Tahun 1966-1971, lima tahun lamanya Maftuh Basthul Birri mondok di Pesantren Lirboyo Kediri. Ia menamatkan tingkat ibtidaiyah dan tsanawiyah Madrasah Hidayatul Mubtadiien (MHM) Lirboyo. Dulu belum ada tingkat Aliyah dan Ma’had Aly.

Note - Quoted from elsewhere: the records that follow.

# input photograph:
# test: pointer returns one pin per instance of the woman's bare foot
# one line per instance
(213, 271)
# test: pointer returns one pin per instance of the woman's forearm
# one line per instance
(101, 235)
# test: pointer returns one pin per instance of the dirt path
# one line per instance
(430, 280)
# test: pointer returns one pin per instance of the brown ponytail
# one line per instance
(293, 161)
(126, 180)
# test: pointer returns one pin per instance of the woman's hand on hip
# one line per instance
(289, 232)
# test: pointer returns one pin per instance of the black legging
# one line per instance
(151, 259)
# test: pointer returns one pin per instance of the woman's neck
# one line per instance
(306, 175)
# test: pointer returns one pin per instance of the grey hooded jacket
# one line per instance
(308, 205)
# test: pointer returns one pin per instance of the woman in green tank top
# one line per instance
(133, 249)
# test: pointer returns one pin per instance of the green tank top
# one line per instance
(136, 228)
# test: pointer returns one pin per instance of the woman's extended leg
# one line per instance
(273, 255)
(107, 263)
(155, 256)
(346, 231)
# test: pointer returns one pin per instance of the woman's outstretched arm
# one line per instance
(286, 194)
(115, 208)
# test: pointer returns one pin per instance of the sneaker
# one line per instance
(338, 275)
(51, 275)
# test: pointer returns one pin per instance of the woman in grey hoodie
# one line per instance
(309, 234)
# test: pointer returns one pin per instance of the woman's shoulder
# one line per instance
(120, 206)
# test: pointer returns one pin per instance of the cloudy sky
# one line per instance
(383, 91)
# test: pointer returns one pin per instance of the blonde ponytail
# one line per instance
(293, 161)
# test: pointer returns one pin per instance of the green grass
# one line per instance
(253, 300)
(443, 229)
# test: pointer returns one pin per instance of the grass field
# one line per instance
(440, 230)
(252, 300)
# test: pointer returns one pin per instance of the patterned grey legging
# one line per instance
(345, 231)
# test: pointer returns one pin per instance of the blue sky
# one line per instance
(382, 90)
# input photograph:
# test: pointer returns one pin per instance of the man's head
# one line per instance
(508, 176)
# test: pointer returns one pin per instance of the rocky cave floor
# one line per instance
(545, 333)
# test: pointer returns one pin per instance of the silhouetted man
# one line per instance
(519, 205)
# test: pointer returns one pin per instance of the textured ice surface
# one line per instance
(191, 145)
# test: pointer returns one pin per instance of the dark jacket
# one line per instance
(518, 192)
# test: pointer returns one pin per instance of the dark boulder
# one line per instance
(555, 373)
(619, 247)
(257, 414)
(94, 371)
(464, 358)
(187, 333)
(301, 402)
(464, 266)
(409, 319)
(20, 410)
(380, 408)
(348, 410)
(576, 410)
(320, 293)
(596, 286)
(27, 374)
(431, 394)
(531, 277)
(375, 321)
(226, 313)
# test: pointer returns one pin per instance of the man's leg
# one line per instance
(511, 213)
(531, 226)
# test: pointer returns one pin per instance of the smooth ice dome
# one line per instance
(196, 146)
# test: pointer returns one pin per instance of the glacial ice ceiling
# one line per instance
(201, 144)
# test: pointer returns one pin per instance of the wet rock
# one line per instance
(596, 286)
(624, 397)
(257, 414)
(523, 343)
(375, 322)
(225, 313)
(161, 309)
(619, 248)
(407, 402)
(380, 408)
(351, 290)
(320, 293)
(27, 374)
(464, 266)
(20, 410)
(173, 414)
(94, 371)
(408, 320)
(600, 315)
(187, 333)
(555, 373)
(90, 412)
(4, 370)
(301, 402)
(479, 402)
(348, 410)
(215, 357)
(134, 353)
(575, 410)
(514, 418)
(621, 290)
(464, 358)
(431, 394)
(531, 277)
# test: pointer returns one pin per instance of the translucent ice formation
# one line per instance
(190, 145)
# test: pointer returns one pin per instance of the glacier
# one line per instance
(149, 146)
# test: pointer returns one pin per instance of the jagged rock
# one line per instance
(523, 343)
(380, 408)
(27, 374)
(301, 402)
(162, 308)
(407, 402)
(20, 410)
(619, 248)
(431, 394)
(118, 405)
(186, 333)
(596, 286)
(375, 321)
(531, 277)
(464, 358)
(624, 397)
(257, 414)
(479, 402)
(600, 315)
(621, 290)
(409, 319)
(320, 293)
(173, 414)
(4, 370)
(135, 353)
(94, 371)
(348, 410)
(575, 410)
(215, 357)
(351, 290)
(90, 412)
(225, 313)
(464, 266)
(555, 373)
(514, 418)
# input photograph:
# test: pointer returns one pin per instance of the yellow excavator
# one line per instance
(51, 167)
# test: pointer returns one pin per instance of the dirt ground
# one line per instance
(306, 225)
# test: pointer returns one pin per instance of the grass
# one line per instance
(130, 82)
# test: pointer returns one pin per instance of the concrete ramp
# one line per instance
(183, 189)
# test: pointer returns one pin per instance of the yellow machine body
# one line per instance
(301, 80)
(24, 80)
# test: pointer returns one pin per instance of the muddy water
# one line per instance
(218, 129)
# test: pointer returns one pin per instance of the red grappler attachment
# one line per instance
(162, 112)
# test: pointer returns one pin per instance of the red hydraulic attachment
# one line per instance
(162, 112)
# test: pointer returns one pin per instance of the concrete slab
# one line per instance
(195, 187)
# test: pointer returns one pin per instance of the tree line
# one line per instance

Tahun 1971-1974, Tiga tahun lamanya Maftuh Basthul Birri mondok di Sarang, Lasem, Rembang, dengan mengaji kitab-kitab kuning dan memperdalam ilmu nahwu, sharaf, dan fiqih.
Tahun 1974-1975, Maftuh Basthul Birri melaksanakan ibadah haji yang pertama pada tahun tersebut. Ibundanya belum menunaikan ibadah haji, sedangkan ayahanda sudah mengerjakan, dan sebagai anak pertama, maka Maftuh Basthul Birri bisa pergi haji ini karena mengantarkan dan menjadi mahram ibu beliau.
Setelah berhaji mengantarkan ibu, Maftuh Basthul Birri tinggal di rumah beberapa bulan sambil mencari pasangan hidup. Ini terjadi pada 1975 ketika menginjak usia sekitar 27 tahun.
Pernikahan Maftuh Basthul Birri bermula dari keinginan untuk sowan selepas menunaikan ibadah haji, kepada kiainya di Pesantren Lirboyo, yaitu Kiai Marzuqi Dahlan.